Posted by Nabeela Paniyath in PhotoNama, Society
May 26, 2018

With a DSLR camera hanging on his shoulders, and some photograph samples in his hands, 27-year-old Mohit is searching for tourists visiting India Gate. He is looking for potential customers who would want their photographs taken at one of Delhi’s most popular tourist attractions.

“I like to think of myself as someone who helps people decorate their almirahs, cupboards and shelves with memories,” he says with a wide grin. Mohit, who is a migrant labourer from UP, was introduced to this profession by a friend. He has been clicking photographs of visitors at India gate for five years now.

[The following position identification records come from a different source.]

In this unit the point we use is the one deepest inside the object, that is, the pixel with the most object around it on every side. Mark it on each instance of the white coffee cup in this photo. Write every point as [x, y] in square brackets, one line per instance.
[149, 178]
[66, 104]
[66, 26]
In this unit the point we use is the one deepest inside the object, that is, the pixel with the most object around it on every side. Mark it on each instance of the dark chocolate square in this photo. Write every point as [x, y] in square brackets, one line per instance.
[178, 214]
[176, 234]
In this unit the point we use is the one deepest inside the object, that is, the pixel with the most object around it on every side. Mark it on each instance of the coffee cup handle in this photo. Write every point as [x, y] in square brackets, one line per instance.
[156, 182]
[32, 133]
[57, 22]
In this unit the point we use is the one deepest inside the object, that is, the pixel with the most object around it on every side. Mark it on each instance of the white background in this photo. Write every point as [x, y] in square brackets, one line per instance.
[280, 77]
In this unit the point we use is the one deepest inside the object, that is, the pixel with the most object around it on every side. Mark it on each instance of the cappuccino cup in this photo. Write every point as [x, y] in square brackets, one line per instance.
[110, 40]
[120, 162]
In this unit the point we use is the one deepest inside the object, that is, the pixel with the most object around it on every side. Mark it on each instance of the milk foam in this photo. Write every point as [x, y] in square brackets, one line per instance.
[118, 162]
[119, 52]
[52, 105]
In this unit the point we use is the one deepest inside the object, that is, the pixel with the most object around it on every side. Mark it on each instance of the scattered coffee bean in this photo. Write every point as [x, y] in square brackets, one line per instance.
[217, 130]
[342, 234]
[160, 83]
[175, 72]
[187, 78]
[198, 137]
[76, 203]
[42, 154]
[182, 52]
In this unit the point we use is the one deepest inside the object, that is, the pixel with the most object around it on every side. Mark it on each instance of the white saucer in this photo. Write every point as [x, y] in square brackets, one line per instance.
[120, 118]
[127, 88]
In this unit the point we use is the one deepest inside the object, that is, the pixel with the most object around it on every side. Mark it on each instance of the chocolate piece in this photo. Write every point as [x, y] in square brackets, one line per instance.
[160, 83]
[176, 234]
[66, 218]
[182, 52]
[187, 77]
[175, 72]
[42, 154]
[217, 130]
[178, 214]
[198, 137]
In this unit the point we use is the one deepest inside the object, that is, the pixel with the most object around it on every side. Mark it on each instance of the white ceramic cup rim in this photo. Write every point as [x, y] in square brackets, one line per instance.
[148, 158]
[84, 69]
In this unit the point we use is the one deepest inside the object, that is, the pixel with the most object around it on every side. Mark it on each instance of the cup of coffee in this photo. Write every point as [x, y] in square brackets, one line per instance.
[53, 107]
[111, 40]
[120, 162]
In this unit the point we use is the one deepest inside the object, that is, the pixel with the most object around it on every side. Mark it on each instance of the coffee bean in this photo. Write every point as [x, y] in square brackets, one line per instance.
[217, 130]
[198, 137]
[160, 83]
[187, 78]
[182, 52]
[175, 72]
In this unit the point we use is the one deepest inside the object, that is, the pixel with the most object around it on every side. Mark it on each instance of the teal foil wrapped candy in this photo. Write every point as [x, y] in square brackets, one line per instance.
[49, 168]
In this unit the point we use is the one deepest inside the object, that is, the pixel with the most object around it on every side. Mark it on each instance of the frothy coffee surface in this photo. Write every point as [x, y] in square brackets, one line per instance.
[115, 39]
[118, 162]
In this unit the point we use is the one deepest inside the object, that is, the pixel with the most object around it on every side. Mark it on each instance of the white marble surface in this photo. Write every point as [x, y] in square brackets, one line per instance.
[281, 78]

According to Mohit, there are nearly 300 photographers in the area around India Gate. They work by splitting into groups of five to seven people each. Each group has one printer that rolls out photographs in a matter of minutes.

Most people who visit India Gate, do not return without clicking a picture of the iconic structure. Mohit and his friends ask all visitors, so that at least one of them turn around to buy a photograph. Nowadays, only a few ask to get their photos clicked, Mohit says. His eyes suddenly turns to a couple who were clicking a photo with a selfie stick. Mohit shrugs off his disappointment and says, “Isme to bahut maza aata hai (This job gives a lot of joy).”

With the proliferation of affordable smartphones, their profession has taken a hit. Despite this, there are a few who still want to cherish their time at the India Gate with those small copies of photographs. Luckily for Mohit, it’s still a common sight to see people holding their printed photographs or tourists striking a variety of poses for a picture.

Camera settings are facile for them. Mohit says that framing according to the light conditions is the basic rule of photography. The rest, he believes, are trivial things.

Mohit then goes on to ask his friends to join us. 23-year-old, Krishna, a B.Com. graduate, has been clicking photographs as a part-time job. He says he can make enough pocket money out of this. Krishna says he is trying for a government job.

He feels that there is joy in asking people to pose – and when customers see the photographs, they often offer a word of praise.

Most of the photographers stay at India Gate from 9 AM to 9 PM daily, so they can at least make ₹300 per day. In between the conversations, they get busy showing the sample photographs to people, while trying to convince them. Some do not even listening to their claims, but others finally agree to get their photos clicked.

On many such bustling evenings at the India Gate, these photographers are in search of people who want to get their photos clicked. In the process, they also take a piece of India Gate with themselves.

But there’s only one thorn in the picture. The police regularly visit and remove the unauthorised vendors and sellers around India Gate. The moment Mohit spots a police van, he starts to walk fast with a squawk : “Ye police bas hami log ko pakadti hai. Vijay mallya log aaramse jee rahe hai (These cops only try to snatch us. People like Vijay Malliya are living happily),” he adds.